Mr Johnson was also prompted by the prankster to discuss Russia
The British Foreign Secretary Boris Johnson held an 18-minute phone call with a prankster, claiming to be the Armenian prime minister.
The pair talked about Russia, Vladimir Putin and the Salisbury poisoning during the conversation, audio released on Thursday revealed.
A UK diplomatic source later hit back, calling it a "desperate attempt by the Kremlin to save face".
Mr Johnson began the conversation by congratulating the hoax caller "very sincerely on your remarkable success", believing he was talking to newly-elected Armenian leader Nikol Pashinyan.
"You can definitely count on the UK and I admire your vision and what you're trying to achieve," he said.
Later in the call, Mr Johnson was prompted to discuss Russia.
He said that "obviously we had hoped to have better relations... than we currently do", adding: "I'm afraid that Russia seems to be unable to resist malign activity of one
kind or another."
Mr Johnson then appeared to laugh when the caller said he was holding a meeting with the Russian president and "hoped he will not poison me with Novichok", the nerve agent used on Sergei and Yulia Skripal.
"The only thing the Russians respond to is determination and firmness," was Mr Johnson's advice.
It is not clear when the call took place, but the real Armenian prime minister held the talk with Mr Putin referred to on May 14th - 10 days ago.
It comes on the same day the investigation into the downing of Malaysia Airlines flight MH17 blamed Russia, and the day after Yulia Skripal gave her first interview.
During the phone call, Mr Johnson also said the UK was "like almost 100% sure" that Russia was behind the Salisbury poisoning and promised: "We will be able to do more to illustrate that...
"We will continue to tighten the squeeze on some of the oligarchs who surround Putin.
"You throw a stone in Kensington and you'll hit an oligarch.

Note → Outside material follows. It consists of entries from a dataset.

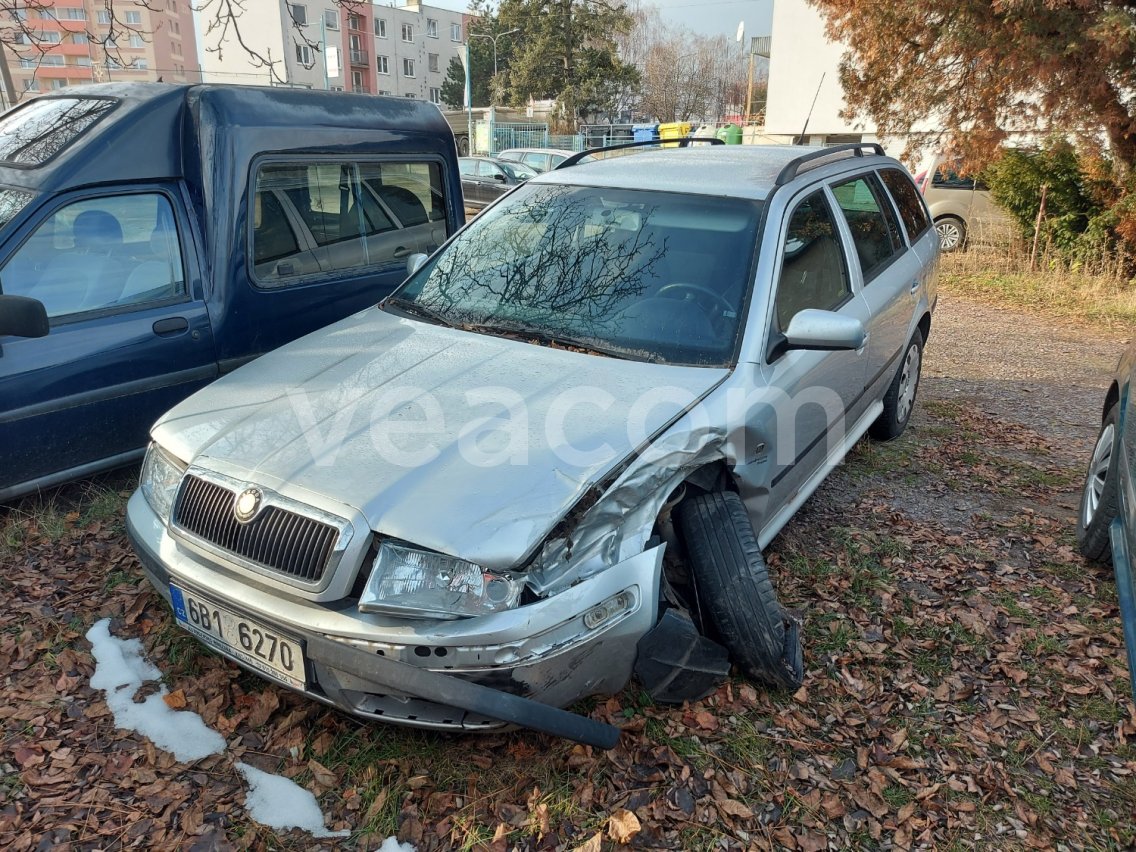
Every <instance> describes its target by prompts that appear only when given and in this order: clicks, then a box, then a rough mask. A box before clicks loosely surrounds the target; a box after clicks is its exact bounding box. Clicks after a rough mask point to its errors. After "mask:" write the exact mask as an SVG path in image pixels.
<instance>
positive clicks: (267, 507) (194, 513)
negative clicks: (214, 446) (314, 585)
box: [174, 474, 340, 583]
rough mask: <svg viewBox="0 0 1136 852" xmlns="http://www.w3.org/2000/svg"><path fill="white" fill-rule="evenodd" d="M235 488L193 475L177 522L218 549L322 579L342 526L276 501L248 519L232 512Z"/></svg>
mask: <svg viewBox="0 0 1136 852" xmlns="http://www.w3.org/2000/svg"><path fill="white" fill-rule="evenodd" d="M235 502H236V492H235V491H233V490H231V488H227V487H225V486H224V485H218V484H216V483H211V482H208V481H207V479H202V478H201V477H199V476H194V475H193V474H189V475H186V476H185V478H184V481H183V482H182V487H181V491H179V492H178V495H177V504H176V506H175V507H174V523H175V524H176V525H177V526H178V527H181V528H182V529H184V531H185V532H187V533H190V534H192V535H194V536H197V537H198V538H201V540H203V541H206V542H208V543H210V544H212V545H214V546H216V548H220V549H222V550H224V551H227V552H229V553H234V554H236V556H237V557H241V558H242V559H244V560H248V561H250V562H253V563H254V565H257V566H260V567H262V568H268V569H270V570H274V571H279V573H281V574H284V575H287V576H289V577H293V578H295V579H300V580H303V582H304V583H318V582H319V580H320V579H323V576H324V570H325V569H326V568H327V565H328V562H329V560H331V558H332V553H333V552H334V550H335V543H336V541H337V540H339V537H340V531H339V529H336V528H335V527H334V526H332V525H331V524H325V523H323V521H320V520H316V519H314V518H308V517H304V516H303V515H300V513H298V512H294V511H291V510H289V509H283V508H281V507H278V506H272V504H269V506H266V507H264V509H261V510H260V512H259V513H258V515H257V517H254V518H253V519H252V520H250V521H249V523H247V524H241V523H240V521H237V519H236V516H235V515H234V513H233V507H234V504H235Z"/></svg>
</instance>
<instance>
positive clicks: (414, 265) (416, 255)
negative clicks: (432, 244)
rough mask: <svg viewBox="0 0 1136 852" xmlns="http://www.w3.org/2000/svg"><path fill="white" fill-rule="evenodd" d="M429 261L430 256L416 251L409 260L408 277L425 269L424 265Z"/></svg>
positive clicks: (407, 273)
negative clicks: (428, 260)
mask: <svg viewBox="0 0 1136 852" xmlns="http://www.w3.org/2000/svg"><path fill="white" fill-rule="evenodd" d="M427 260H429V254H423V253H421V252H420V251H416V252H415V253H414V254H411V256H410V257H409V258H407V277H408V278H409V277H410V276H411V275H414V274H415V273H417V272H418V270H419V269H421V268H423V264H425V262H426V261H427Z"/></svg>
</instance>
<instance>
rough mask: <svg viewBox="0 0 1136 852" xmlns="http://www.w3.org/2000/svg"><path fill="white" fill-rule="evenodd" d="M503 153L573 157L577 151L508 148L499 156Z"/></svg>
mask: <svg viewBox="0 0 1136 852" xmlns="http://www.w3.org/2000/svg"><path fill="white" fill-rule="evenodd" d="M502 153H562V154H565V156H566V157H571V156H573V154H574V153H577V152H576V151H569V150H568V149H567V148H507V149H504V150H503V151H500V152H499V153H498V156H499V157H500V156H501V154H502Z"/></svg>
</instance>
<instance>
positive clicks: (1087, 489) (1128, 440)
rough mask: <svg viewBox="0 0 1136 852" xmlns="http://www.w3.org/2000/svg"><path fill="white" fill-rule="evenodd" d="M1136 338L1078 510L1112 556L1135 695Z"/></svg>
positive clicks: (1135, 696) (1117, 369)
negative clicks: (1134, 374) (1135, 466)
mask: <svg viewBox="0 0 1136 852" xmlns="http://www.w3.org/2000/svg"><path fill="white" fill-rule="evenodd" d="M1134 370H1136V344H1133V345H1130V346H1129V348H1128V351H1127V352H1125V354H1124V356H1122V357H1121V359H1120V364H1119V365H1118V366H1117V370H1116V374H1114V375H1113V378H1112V382H1111V384H1110V385H1109V390H1108V392H1106V393H1105V395H1104V406H1103V407H1102V410H1101V432H1100V434H1099V435H1097V438H1096V444H1095V445H1094V446H1093V456H1092V458H1091V459H1089V462H1088V471H1087V474H1086V476H1085V488H1084V491H1083V492H1081V499H1080V509H1079V511H1078V512H1077V544H1078V546H1079V548H1080V552H1081V554H1083V556H1085V557H1087V558H1088V559H1091V560H1093V561H1096V562H1108V561H1110V560H1111V562H1112V568H1113V571H1114V573H1116V577H1117V594H1118V598H1119V602H1120V619H1121V621H1122V624H1124V632H1125V645H1126V648H1127V651H1128V673H1129V675H1130V676H1131V677H1130V683H1131V692H1133V700H1134V701H1136V563H1134V561H1133V554H1134V553H1136V478H1134V477H1136V467H1134V465H1133V461H1134V460H1136V396H1134V395H1133V390H1134V384H1133V373H1134Z"/></svg>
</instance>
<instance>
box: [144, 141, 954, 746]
mask: <svg viewBox="0 0 1136 852" xmlns="http://www.w3.org/2000/svg"><path fill="white" fill-rule="evenodd" d="M660 173H665V174H666V175H667V181H666V182H665V183H663V184H662V185H660V183H659V182H658V181H655V179H654V178H653V177H652V176H653V175H658V174H660ZM743 177H744V179H743ZM937 259H938V241H937V237H936V234H935V231H934V227H933V226H932V222H930V218H929V216H928V214H927V210H926V207H925V204H924V202H922V199H921V197H920V195H919V193H918V191H917V190H916V187H914V185H913V184H912V182H911V178H910V177H909V175H908V173H907V172H905V170H904V169H903V167H902V166H901V165H900V164H899V162H896V161H895V160H893V159H889V158H887V157H884V156H883V151H882V149H879V148H878V145H847V147H843V148H832V149H810V148H801V147H780V148H778V147H757V145H754V147H749V145H746V147H741V145H735V147H711V148H690V149H682V148H676V149H668V150H655V151H651V152H648V153H640V154H637V156H629V157H616V158H612V159H609V160H603V161H600V162H593V164H587V165H573V166H567V165H566V166H562V167H561V168H559V169H557V170H556V172H551V173H546V174H544V175H540V176H537V177H534V178H532V179H531V181H528V182H527V183H525V184H523V185H521V186H519V187H517V189H516V190H513V191H512V192H511V193H510V194H509V195H508V197H506V198H504V199H502V200H501V201H500V202H499V203H496V204H494V206H493V207H492V208H490V209H488V210H486V211H485V212H484V214H482V215H481V216H479V217H478V218H477V219H475V220H473V223H470V224H469V225H468V226H467V227H466V228H465V229H463V231H461V232H460V233H459V234H458V235H457V236H454V237H453V239H452V240H451V241H450V242H449V243H446V245H444V247H443V248H442V249H441V250H440V251H437V252H436V253H435V254H434V256H433V257H431V258H429V259H428V260H427V259H426V258H424V257H423V258H418V259H416V262H421V264H423V265H421V266H420V268H417V269H416V270H415V272H414V273H412V274H411V276H410V277H409V278H408V279H407V282H406V283H404V284H403V285H402V287H400V289H399V290H398V291H396V292H395V293H394V294H392V295H391V296H390V298H387V299H386V300H384V302H383V303H382V304H381V306H379V307H376V308H371V309H368V310H366V311H362V312H360V314H357V315H356V316H353V317H351V318H349V319H345V320H343V321H341V323H339V324H336V325H333V326H331V327H328V328H325V329H323V331H321V332H317V333H315V334H311V335H309V336H307V337H304V339H302V340H300V341H296V342H294V343H291V344H289V345H286V346H283V348H282V349H281V350H278V351H277V352H274V353H272V354H269V356H265V357H264V358H261V359H259V360H258V361H256V362H254V364H251V365H248V366H247V367H243V368H242V369H240V370H236V371H235V373H233V374H231V375H228V376H225V377H224V378H223V379H220V381H219V382H217V383H215V384H214V385H211V386H210V387H208V389H206V390H204V391H202V392H200V393H198V394H197V395H194V396H193V398H191V399H190V400H186V401H185V402H183V403H182V404H179V406H177V407H176V408H174V409H173V410H172V411H170V412H169V414H167V415H166V416H165V417H162V418H161V420H159V423H158V424H157V425H156V426H154V428H153V431H152V436H153V443H152V445H151V448H150V451H149V453H148V456H147V461H145V465H144V467H143V474H142V479H141V485H140V488H139V491H137V492H136V493H135V494H134V495H133V496H132V498H131V501H130V507H128V511H127V526H128V533H130V536H131V540H132V542H133V544H134V548H135V550H136V552H137V554H139V557H140V559H141V561H142V563H143V566H144V568H145V573H147V576H148V577H149V579H150V582H151V583H152V584H153V585H154V587H156V588H157V590H158V591H159V592H160V593H161V594H162V595H165V596H166V598H167V600H170V601H172V602H173V607H174V612H175V615H176V618H177V623H178V624H181V625H182V626H183V627H185V628H186V629H189V630H190V632H191V633H193V634H194V635H197V636H198V637H200V638H201V640H202V641H203V642H206V643H208V644H209V645H211V646H212V648H215V649H217V650H218V651H219V652H220V653H223V654H224V655H226V657H228V658H229V659H232V660H235V661H237V662H239V663H241V665H243V666H245V667H249V668H251V669H253V670H257V671H259V673H261V674H262V675H265V676H266V677H268V678H269V679H273V680H276V682H279V683H284V684H286V685H289V686H291V687H293V688H295V690H298V691H301V692H303V693H306V694H308V695H310V696H312V698H315V699H317V700H320V701H325V702H328V703H332V704H335V705H336V707H340V708H342V709H344V710H346V711H349V712H352V713H356V715H358V716H361V717H366V718H370V719H382V720H385V721H390V722H395V724H401V725H412V726H419V727H432V728H445V729H463V730H469V729H475V730H484V729H492V728H496V727H500V726H501V725H502V724H506V722H509V724H518V725H526V726H532V727H536V728H540V729H542V730H552V732H556V733H559V734H566V735H569V736H574V737H577V738H580V740H582V741H585V742H593V743H596V744H610V743H611V738H610V730H608V733H603V732H599V733H598V732H595V730H594V729H592V727H594V722H592V721H591V720H588V719H580V718H578V717H571V716H570V715H568V713H566V712H563V711H560V710H556V709H554V708H560V707H565V705H567V704H570V703H571V702H574V701H576V700H577V699H579V698H582V696H585V695H590V694H595V693H601V694H602V693H610V692H615V691H618V690H620V688H621V687H623V686H624V685H625V684H626V683H627V680H628V678H629V677H630V676H632V673H633V670H635V671H636V673H637V675H638V677H640V679H641V680H642V682H643V684H644V686H645V687H646V688H648V690H650V691H651V693H652V694H653V695H654V696H655V698H657V699H658V700H660V701H683V700H690V699H696V698H699V696H701V695H703V694H707V693H708V692H709V691H711V690H712V688H715V686H716V685H717V684H718V682H719V680H720V679H721V678H722V677H724V676H725V675H726V673H727V671H728V669H729V659H730V658H732V659H733V660H734V662H736V663H737V665H738V667H740V668H741V670H742V671H743V673H744V674H745V675H747V676H749V677H751V678H754V679H755V680H758V682H760V683H765V684H768V685H770V686H772V687H783V688H795V687H796V686H797V685H799V684H800V683H801V679H802V677H803V667H802V652H801V644H800V634H799V625H797V623H796V620H795V619H794V618H793V617H791V616H790V615H788V613H786V612H785V611H783V609H782V607H780V604H779V603H778V601H777V596H776V594H775V592H774V588H772V586H771V583H770V578H769V575H768V574H767V571H766V566H765V562H763V560H762V556H761V549H762V548H765V546H766V545H767V544H768V543H769V542H770V541H771V540H772V537H774V536H775V535H776V534H777V532H778V531H779V529H780V528H782V526H783V525H784V524H785V523H786V521H787V520H788V519H790V518H791V517H792V515H793V513H794V512H795V511H796V509H797V508H799V507H800V506H801V503H802V502H803V501H804V500H805V499H807V498H808V496H809V494H811V493H812V491H813V490H815V488H816V487H817V486H818V485H819V484H820V483H821V481H824V478H825V476H826V475H827V474H828V471H829V470H832V469H833V467H834V466H835V465H836V463H838V462H840V460H841V459H842V458H843V456H844V454H845V452H846V451H847V450H849V449H850V448H851V446H852V445H853V444H854V443H855V442H857V441H858V440H859V438H860V437H861V436H862V435H863V434H864V433H867V432H870V433H871V434H872V435H874V436H876V437H878V438H884V440H887V438H893V437H896V436H897V435H900V434H901V433H902V432H903V429H904V427H905V426H907V424H908V420H909V418H910V416H911V411H912V407H913V404H914V399H916V392H917V389H918V384H919V373H920V364H921V357H922V346H924V342H925V341H926V340H927V335H928V333H929V331H930V323H932V310H933V308H934V304H935V299H936V270H937ZM665 554H666V556H667V560H666V561H665V559H663V557H665ZM700 630H703V632H704V635H703V634H702V633H700ZM727 649H728V654H727ZM590 726H592V727H590Z"/></svg>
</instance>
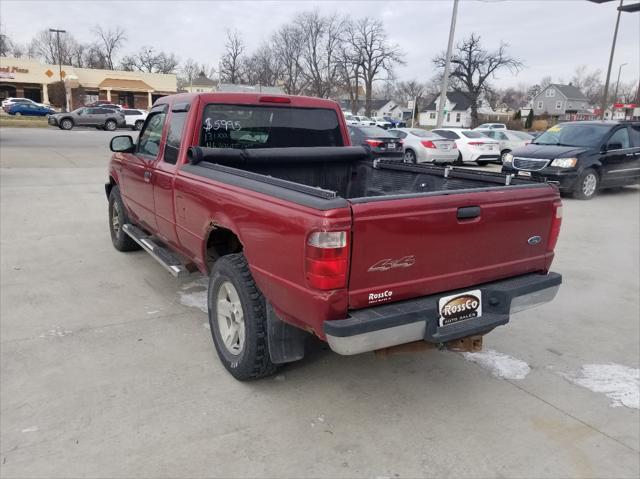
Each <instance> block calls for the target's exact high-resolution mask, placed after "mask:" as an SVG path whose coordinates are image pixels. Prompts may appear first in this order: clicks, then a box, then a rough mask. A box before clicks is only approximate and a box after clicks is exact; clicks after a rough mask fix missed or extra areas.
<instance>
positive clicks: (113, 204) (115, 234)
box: [111, 203, 120, 238]
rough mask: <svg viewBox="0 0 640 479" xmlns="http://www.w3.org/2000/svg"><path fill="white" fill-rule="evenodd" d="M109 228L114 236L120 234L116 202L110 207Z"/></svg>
mask: <svg viewBox="0 0 640 479" xmlns="http://www.w3.org/2000/svg"><path fill="white" fill-rule="evenodd" d="M111 230H112V231H113V234H114V235H115V236H116V238H117V237H118V236H120V212H119V211H118V204H117V203H114V204H113V208H111Z"/></svg>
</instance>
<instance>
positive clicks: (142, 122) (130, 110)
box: [121, 108, 148, 130]
mask: <svg viewBox="0 0 640 479" xmlns="http://www.w3.org/2000/svg"><path fill="white" fill-rule="evenodd" d="M121 111H122V113H124V121H125V123H126V125H127V127H129V128H131V129H132V130H142V125H144V120H146V119H147V115H148V113H147V112H146V111H144V110H138V109H136V108H123V109H122V110H121Z"/></svg>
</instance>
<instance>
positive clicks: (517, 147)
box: [474, 128, 533, 161]
mask: <svg viewBox="0 0 640 479" xmlns="http://www.w3.org/2000/svg"><path fill="white" fill-rule="evenodd" d="M474 131H479V132H481V133H483V134H484V135H486V136H488V137H489V138H491V139H493V140H496V141H497V142H498V144H499V145H500V161H502V159H503V158H504V155H506V154H507V153H510V152H511V151H512V150H515V149H516V148H521V147H523V146H526V145H528V144H529V143H531V142H532V141H533V136H531V135H530V134H529V133H525V132H524V131H515V130H502V129H494V130H479V129H477V128H476V129H475V130H474Z"/></svg>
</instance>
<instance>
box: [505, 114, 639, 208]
mask: <svg viewBox="0 0 640 479" xmlns="http://www.w3.org/2000/svg"><path fill="white" fill-rule="evenodd" d="M502 171H503V172H504V173H511V174H516V175H518V177H527V178H528V177H531V178H534V179H538V180H548V181H554V182H556V183H557V184H558V187H559V189H560V192H561V193H563V194H570V195H572V196H573V197H574V198H578V199H581V200H590V199H591V198H593V197H594V196H595V195H596V194H597V192H598V190H599V189H600V188H611V187H619V186H626V185H632V184H637V183H638V182H640V121H629V122H627V121H624V122H617V121H575V122H566V123H560V124H558V125H555V126H552V127H551V128H549V129H548V130H547V131H545V132H544V133H543V134H542V135H540V136H539V137H537V138H536V139H535V140H533V141H532V142H531V144H529V145H527V146H525V147H523V148H518V149H515V150H513V151H512V152H511V153H509V154H507V155H505V159H504V163H503V165H502Z"/></svg>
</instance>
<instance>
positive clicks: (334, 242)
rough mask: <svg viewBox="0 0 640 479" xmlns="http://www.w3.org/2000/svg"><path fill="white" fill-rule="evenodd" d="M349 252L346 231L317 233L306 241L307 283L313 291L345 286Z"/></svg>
mask: <svg viewBox="0 0 640 479" xmlns="http://www.w3.org/2000/svg"><path fill="white" fill-rule="evenodd" d="M348 259H349V250H348V242H347V232H346V231H319V232H316V233H311V235H309V238H308V239H307V246H306V253H305V265H306V276H307V283H308V284H309V286H311V287H312V288H315V289H322V290H329V289H340V288H344V287H345V286H346V285H347V264H348Z"/></svg>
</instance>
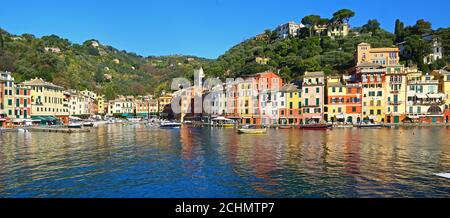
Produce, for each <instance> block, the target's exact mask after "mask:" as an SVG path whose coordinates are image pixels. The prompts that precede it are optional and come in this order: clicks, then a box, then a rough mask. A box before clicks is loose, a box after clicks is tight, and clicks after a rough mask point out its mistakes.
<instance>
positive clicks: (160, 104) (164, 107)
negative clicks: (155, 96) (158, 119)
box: [158, 93, 172, 113]
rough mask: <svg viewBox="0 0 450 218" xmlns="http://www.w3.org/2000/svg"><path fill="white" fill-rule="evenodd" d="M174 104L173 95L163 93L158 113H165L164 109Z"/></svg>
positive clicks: (161, 98) (160, 101) (158, 107)
mask: <svg viewBox="0 0 450 218" xmlns="http://www.w3.org/2000/svg"><path fill="white" fill-rule="evenodd" d="M171 103H172V93H163V94H162V95H161V96H160V97H159V98H158V112H159V113H163V111H164V108H165V107H166V106H167V105H170V104H171Z"/></svg>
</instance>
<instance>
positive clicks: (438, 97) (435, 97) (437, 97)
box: [428, 93, 445, 98]
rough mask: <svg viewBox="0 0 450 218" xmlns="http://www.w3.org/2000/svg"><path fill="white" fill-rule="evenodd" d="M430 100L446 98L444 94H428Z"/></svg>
mask: <svg viewBox="0 0 450 218" xmlns="http://www.w3.org/2000/svg"><path fill="white" fill-rule="evenodd" d="M428 97H429V98H444V97H445V94H443V93H436V94H428Z"/></svg>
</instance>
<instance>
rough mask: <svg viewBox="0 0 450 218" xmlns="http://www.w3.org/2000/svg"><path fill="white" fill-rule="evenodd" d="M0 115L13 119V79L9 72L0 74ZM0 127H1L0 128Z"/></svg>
mask: <svg viewBox="0 0 450 218" xmlns="http://www.w3.org/2000/svg"><path fill="white" fill-rule="evenodd" d="M0 73H1V75H0V115H2V117H3V118H6V117H9V118H13V117H14V115H15V114H14V110H15V109H14V78H13V77H12V76H11V73H10V72H0ZM0 127H1V126H0Z"/></svg>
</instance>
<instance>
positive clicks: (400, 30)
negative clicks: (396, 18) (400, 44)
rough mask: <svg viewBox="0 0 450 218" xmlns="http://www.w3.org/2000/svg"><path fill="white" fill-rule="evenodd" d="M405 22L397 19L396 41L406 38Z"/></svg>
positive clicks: (395, 27) (395, 35) (399, 40)
mask: <svg viewBox="0 0 450 218" xmlns="http://www.w3.org/2000/svg"><path fill="white" fill-rule="evenodd" d="M404 28H405V27H404V24H403V22H401V21H400V20H399V19H397V20H395V31H394V34H395V42H397V43H398V42H402V41H403V40H404V31H405V30H404Z"/></svg>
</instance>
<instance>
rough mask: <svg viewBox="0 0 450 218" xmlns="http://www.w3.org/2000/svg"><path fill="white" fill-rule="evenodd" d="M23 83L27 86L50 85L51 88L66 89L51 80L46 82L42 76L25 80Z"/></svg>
mask: <svg viewBox="0 0 450 218" xmlns="http://www.w3.org/2000/svg"><path fill="white" fill-rule="evenodd" d="M21 84H22V85H26V86H44V87H49V88H54V89H64V87H62V86H57V85H55V84H53V83H50V82H46V81H44V80H43V79H42V78H34V79H32V80H28V81H24V82H22V83H21Z"/></svg>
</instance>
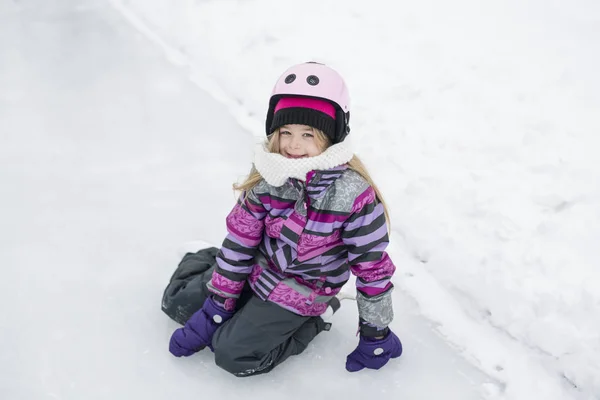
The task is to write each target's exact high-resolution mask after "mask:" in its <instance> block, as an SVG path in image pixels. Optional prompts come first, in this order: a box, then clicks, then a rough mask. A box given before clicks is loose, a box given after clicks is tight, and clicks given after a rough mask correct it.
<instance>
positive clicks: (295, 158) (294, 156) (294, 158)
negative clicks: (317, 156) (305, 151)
mask: <svg viewBox="0 0 600 400" xmlns="http://www.w3.org/2000/svg"><path fill="white" fill-rule="evenodd" d="M284 156H285V157H287V158H293V159H297V158H304V157H306V156H295V155H292V154H288V153H284Z"/></svg>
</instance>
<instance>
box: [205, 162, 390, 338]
mask: <svg viewBox="0 0 600 400" xmlns="http://www.w3.org/2000/svg"><path fill="white" fill-rule="evenodd" d="M306 182H307V184H306V185H305V183H304V182H303V181H299V180H296V179H293V178H290V179H288V181H287V182H286V183H285V184H284V185H283V186H280V187H274V186H271V185H269V184H268V183H266V181H264V180H262V181H261V182H260V183H259V184H258V185H257V186H255V187H254V188H253V189H252V190H251V191H250V192H249V193H248V196H247V197H246V198H245V199H244V196H243V195H242V196H241V197H240V199H239V200H238V202H237V204H236V206H235V207H234V208H233V210H232V211H231V213H230V214H229V215H228V216H227V230H228V232H229V234H228V235H227V237H226V238H225V240H224V241H223V245H222V247H221V250H220V252H219V254H218V255H217V267H216V268H215V271H214V273H213V277H212V280H211V282H209V283H208V288H209V290H210V291H211V292H213V293H215V294H217V295H219V296H221V297H224V298H226V299H227V300H226V302H225V303H226V305H228V307H232V305H233V304H235V299H237V298H238V297H239V296H240V293H241V291H242V289H243V287H244V285H245V284H246V282H248V284H249V285H250V287H251V288H252V290H253V291H254V293H255V294H256V295H257V296H258V297H260V298H261V299H263V300H265V301H272V302H275V303H277V304H278V305H280V306H281V307H284V308H286V309H288V310H290V311H293V312H295V313H297V314H300V315H306V316H316V315H321V314H322V313H323V312H324V311H325V310H326V308H327V302H328V301H329V300H330V299H331V297H333V296H335V295H336V294H337V293H338V292H339V291H340V289H341V288H342V286H343V285H344V284H345V283H346V282H347V281H348V279H349V278H350V273H353V274H354V275H356V277H357V279H356V288H357V303H358V312H359V317H360V319H361V322H362V323H366V324H368V325H370V326H375V327H376V328H377V329H384V328H385V327H387V325H388V324H389V323H390V322H391V320H392V318H393V309H392V300H391V291H392V289H393V285H392V283H391V281H390V279H391V277H392V275H393V273H394V270H395V266H394V264H393V262H392V260H391V259H390V258H389V256H388V254H387V253H386V252H385V249H386V247H387V245H388V233H387V224H386V221H385V215H384V210H383V205H382V204H381V203H380V202H379V201H378V199H377V198H376V196H375V191H374V190H373V188H372V187H371V186H370V185H369V184H368V182H367V181H366V180H365V179H364V178H362V177H361V176H360V175H359V174H358V173H357V172H355V171H354V170H352V169H349V168H348V167H347V165H343V166H340V167H336V168H333V169H331V170H326V171H311V172H309V173H308V174H307V177H306Z"/></svg>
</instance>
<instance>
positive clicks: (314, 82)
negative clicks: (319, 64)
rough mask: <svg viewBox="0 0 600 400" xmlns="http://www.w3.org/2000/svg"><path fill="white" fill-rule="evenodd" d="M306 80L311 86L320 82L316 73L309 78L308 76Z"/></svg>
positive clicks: (316, 84) (310, 75)
mask: <svg viewBox="0 0 600 400" xmlns="http://www.w3.org/2000/svg"><path fill="white" fill-rule="evenodd" d="M306 82H308V84H309V85H311V86H317V85H318V84H319V78H317V77H316V76H314V75H309V76H308V78H306Z"/></svg>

But some of them are close to Putin and some of them aren't."
Mr Johnson put the phone down when the prankster claimed that the prime minister of Ukraine had recently been poisoned, but recovered after taking an antidote "he keeps with him always".
A British Foreign Office spokesperson said: "The foreign secretary realised it was a hoax, and ended the call.
"We checked it out and knew immediately it was a prank call.
"The use of chemical weapons in Salisbury and Syria, and recent events in Armenia are serious matters.
"These childish actions show the lack of seriousness of the caller and those behind him."